郝健回到沙發上,這纔打開紙條,看了看他上面要去的地方,居然是叫郝健去學校假扮學生,去抓一隻逃到學校的女鬼。
還說什麼趁事態還沒嚴重,必須潛伏在學校,直到抓到那女鬼爲止,帶着她回來覆命。
不過,聽冥龜的口氣,那女鬼不是那麼好對付,看來明天必須得帶上王胖子和苟蛋子一起去了。
……
第二天一早,張小柔一起牀的時候就沒見到郝健了!
一大早,張小柔就接到了上官集團的面試通知,張小柔特別開心,走得匆匆的,就連早飯都沒來得及吃,就開開心心的去面試了。
張小柔面試回來,居然成功了。
卻只看到牀頭有郝健留下的一封信,說是要出差好幾個月,所以叮囑她,若是想報恩,把房子照看好等他回來。
郝健在信裡還刻意提醒了張小柔,“你的身邊有人要害你,你家是回不去了。那羣綁你的人,估計不會放過你,所以在我回來之前,最好不要和陌生人交流,也不要喝酒,乖乖在家等我回來,郝健。”
張小柔想着,反正這房子郝健也已經交好了半年的房租,她想住也可以長期住在這裡,畢竟這裡離她上班的地方近。
看來郝健這小子想的還挺周到,原來是我誤會他了,還以爲他是個不正經的壞人。
張小柔果然聽郝健的話,二話不說就叫搬家公司把自己家裡的東西給搬了過來,打算就在這裡住下了……
原來郝健刻意早早的起牀,先給張小柔留下那封信,再去和冥龜商量了一番,告訴他,他們有三人同行,去學校總得有名有份吧!
結果,冥龜那老傢伙早早的就在學校給他們安排好了身份。冥龜還叮囑郝健不要暴露身份,需要秘密行事。
那女鬼不太好對付!要是需要他幫助的時候隨時叫他。
冥龜還給了郝健三套校服,還有一面銅鏡,據說就是照妖鏡。
還告訴郝健他們三人在學校的名字還是沒有變,身份原主三人的成績都很差,所以他們不必怕。
顯得越低調越好,最好是不被人發現。更方便行事。
雖然上頭已經對他們的身份做了處理,也萬分叮囑了他們要低調行事,不能太高調。
……
郝健把這些一一謹記在心以後,就從腦意識空間層裡彈了出來。
郝健決定不再隱瞞,他把自己要去捉鬼的事告訴了王胖子和苟蛋子,還告訴他們這是他最近找的新工作,期待他們倆一起加入,工資1月2萬,三人平分也不錯了。

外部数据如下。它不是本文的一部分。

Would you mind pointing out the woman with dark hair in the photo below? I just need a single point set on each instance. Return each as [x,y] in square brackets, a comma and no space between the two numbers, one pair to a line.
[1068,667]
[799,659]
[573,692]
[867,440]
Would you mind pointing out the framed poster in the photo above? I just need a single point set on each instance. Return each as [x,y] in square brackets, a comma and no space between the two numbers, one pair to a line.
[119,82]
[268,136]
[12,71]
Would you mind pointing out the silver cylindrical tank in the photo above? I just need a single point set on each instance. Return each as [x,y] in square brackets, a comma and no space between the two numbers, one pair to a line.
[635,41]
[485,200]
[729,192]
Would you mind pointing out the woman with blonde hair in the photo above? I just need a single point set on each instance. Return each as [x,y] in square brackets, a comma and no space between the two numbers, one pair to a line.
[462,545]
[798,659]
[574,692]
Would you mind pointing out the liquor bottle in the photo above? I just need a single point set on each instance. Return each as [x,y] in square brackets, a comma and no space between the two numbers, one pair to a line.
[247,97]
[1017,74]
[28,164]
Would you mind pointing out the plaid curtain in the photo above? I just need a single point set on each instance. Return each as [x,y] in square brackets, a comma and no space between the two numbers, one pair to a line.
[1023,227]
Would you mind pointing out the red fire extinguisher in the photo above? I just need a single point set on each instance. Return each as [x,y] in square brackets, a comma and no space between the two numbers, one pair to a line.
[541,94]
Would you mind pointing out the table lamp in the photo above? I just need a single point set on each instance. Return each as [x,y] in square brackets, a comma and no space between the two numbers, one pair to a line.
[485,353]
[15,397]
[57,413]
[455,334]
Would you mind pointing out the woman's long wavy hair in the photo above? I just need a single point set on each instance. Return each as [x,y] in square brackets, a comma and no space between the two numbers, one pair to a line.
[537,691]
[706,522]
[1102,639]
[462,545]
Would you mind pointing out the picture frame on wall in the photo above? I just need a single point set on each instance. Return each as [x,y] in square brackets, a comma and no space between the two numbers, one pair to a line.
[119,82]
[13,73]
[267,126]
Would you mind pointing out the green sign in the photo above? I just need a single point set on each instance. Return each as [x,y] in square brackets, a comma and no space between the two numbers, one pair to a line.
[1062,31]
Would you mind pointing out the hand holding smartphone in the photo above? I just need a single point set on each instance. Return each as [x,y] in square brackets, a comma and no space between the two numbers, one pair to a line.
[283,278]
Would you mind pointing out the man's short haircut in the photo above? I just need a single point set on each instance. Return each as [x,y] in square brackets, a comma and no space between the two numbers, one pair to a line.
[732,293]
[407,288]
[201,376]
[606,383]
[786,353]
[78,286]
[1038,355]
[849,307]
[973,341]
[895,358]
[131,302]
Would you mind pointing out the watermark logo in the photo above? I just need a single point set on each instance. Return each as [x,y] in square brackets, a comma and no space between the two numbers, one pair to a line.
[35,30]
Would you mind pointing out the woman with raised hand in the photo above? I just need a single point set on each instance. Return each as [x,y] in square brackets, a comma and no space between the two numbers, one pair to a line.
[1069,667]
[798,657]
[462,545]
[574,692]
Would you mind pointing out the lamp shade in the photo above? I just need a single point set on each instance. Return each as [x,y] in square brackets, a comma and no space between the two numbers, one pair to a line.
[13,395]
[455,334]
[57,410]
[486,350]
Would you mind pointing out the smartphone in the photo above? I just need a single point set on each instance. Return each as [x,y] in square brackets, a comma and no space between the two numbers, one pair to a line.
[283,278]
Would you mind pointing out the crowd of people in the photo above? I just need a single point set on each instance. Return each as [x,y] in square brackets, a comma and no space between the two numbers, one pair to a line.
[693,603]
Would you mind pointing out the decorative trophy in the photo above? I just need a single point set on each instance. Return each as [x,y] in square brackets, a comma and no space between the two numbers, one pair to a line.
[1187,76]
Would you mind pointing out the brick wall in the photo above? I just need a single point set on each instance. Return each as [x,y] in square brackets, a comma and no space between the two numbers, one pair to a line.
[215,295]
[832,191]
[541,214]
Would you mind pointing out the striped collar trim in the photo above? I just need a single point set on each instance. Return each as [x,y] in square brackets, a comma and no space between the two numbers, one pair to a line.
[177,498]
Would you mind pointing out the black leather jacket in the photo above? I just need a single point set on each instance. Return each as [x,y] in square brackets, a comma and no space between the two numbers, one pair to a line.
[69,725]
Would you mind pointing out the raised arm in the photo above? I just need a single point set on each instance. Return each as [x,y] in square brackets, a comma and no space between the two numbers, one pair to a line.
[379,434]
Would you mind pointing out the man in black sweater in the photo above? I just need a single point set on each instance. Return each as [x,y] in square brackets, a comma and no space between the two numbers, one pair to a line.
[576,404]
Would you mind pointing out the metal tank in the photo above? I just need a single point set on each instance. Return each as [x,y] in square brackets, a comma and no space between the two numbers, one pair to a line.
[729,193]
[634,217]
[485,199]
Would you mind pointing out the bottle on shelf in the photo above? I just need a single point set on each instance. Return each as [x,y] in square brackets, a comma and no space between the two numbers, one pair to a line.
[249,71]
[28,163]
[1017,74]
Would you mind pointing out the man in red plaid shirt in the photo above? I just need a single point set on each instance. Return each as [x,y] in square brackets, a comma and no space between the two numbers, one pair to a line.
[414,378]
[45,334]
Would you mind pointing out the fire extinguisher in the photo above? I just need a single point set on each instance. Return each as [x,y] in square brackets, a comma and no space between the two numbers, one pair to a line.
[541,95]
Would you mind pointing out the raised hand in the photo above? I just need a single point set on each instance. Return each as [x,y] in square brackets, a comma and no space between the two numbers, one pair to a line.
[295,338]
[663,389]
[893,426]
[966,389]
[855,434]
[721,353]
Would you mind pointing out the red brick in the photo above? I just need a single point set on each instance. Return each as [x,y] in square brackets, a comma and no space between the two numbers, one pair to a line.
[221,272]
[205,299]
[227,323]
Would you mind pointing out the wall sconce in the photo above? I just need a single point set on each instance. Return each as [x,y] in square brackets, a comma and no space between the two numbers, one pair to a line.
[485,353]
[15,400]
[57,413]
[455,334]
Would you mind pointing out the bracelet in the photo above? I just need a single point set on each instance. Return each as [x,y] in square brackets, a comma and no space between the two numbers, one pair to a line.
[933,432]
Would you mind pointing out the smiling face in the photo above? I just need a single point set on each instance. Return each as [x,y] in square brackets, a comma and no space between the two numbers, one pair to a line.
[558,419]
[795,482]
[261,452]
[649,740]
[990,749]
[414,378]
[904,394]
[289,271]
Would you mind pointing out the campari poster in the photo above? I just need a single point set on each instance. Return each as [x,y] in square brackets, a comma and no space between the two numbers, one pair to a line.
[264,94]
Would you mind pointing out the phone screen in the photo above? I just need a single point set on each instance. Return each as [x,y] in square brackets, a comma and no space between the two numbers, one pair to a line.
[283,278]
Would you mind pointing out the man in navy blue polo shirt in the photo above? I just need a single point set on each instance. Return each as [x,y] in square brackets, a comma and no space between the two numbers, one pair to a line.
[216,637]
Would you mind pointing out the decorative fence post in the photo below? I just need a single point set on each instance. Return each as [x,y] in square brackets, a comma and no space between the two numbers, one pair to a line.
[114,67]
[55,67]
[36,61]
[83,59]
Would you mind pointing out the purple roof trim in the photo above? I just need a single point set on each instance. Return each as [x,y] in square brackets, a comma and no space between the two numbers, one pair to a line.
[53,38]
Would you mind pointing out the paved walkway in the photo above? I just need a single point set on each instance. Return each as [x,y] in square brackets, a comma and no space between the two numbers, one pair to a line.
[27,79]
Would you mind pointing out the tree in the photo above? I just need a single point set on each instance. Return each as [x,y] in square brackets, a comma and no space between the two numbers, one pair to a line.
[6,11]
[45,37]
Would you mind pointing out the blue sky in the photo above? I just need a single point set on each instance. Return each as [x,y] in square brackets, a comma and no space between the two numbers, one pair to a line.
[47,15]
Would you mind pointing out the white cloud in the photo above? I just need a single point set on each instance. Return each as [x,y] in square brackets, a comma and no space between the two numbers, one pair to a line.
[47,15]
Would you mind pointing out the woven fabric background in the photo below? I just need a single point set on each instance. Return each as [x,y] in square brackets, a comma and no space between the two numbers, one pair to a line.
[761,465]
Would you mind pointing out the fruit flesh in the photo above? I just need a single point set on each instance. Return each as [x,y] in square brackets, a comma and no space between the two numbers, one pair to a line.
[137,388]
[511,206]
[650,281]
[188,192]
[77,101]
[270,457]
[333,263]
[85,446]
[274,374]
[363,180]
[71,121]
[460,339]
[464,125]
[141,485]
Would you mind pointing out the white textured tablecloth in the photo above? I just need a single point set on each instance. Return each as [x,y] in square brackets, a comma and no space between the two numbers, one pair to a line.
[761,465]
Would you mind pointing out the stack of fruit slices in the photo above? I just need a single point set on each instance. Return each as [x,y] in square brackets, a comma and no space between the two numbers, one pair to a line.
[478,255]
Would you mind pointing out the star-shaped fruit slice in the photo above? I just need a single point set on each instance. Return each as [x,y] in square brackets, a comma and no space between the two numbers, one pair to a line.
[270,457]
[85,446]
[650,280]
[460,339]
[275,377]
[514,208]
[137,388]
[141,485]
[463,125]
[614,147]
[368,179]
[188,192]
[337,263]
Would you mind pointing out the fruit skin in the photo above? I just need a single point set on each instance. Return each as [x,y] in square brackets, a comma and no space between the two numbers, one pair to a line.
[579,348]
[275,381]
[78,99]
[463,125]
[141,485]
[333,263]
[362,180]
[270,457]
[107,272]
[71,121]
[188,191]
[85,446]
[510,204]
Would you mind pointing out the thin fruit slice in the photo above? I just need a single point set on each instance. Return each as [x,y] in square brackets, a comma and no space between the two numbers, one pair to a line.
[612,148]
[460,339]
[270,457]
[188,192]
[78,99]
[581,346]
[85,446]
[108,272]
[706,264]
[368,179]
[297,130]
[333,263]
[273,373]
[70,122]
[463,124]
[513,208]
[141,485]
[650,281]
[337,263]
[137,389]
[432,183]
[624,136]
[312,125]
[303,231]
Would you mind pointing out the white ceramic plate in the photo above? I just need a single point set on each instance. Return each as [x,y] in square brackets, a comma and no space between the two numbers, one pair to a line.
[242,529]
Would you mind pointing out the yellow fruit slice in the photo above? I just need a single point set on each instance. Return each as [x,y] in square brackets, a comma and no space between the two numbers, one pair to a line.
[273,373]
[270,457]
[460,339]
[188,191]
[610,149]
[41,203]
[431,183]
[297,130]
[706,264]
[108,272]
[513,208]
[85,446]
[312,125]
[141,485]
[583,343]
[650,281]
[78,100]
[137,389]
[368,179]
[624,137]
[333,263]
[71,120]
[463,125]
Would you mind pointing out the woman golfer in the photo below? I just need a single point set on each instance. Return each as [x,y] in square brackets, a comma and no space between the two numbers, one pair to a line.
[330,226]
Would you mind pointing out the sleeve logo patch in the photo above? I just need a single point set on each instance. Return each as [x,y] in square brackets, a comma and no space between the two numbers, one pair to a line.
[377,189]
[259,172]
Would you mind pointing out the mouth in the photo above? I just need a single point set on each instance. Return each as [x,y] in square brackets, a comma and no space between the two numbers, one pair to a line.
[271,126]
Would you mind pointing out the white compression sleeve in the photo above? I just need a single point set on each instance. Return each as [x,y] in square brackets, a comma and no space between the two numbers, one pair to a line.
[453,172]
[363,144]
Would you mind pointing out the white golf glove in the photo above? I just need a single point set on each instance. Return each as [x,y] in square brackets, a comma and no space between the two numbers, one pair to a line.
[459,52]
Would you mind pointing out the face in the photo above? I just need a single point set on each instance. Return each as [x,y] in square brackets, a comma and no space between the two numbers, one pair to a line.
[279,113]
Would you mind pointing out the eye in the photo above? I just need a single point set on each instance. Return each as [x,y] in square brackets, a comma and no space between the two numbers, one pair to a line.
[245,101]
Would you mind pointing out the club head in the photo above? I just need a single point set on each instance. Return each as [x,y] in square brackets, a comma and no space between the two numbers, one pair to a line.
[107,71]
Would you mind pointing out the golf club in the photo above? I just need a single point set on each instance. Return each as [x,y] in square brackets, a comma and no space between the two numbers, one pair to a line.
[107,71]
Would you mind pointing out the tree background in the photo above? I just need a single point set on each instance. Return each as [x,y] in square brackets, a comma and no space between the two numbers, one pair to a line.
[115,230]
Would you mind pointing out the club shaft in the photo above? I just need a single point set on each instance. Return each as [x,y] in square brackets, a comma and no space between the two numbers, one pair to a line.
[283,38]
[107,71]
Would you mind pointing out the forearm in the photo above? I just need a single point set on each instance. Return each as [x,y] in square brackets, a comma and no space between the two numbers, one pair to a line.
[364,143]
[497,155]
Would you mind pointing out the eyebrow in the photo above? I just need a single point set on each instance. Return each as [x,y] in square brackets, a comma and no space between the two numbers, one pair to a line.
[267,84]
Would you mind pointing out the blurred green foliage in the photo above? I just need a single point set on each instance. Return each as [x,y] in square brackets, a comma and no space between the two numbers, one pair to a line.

王胖子苟蛋子很開心,終於可以不用去找工作了,而且抓鬼這行當還是王胖子擅長的。所以他倆二話不說就同意了。
說定了以後,郝健把校服拿給他們,他們三人換上了校服。
等他們拿好東西,收拾好行李以後,王胖子還刻意帶上了他的那些抓鬼寶貝,符紙,黃酒,匕首等之類的,瓶瓶罐罐的。說是什麼到時候一定會用到。
苟蛋子呢,就帶了好多好吃的去,他可真是個吃貨,幹啥都不離吃的。
郝健他怕野貓沒人照顧,還特地把野貓也帶走了。
帶着貓去上學,這點子也只有郝健想得出來了。
王胖子和苟蛋子都對他做了一個白眼,郝健也滿不在乎。誰叫他寵特這隻小可愛呢!
最終,郝健他們拖着的三個行李,坐了幾個小時的車,終於來到了去松山高校的路上……
在路上,苟蛋子終於忍不住開口了,他十分好奇的問道:“健哥,咱這到底要去哪裡?幹嘛要去好幾個月這麼久?”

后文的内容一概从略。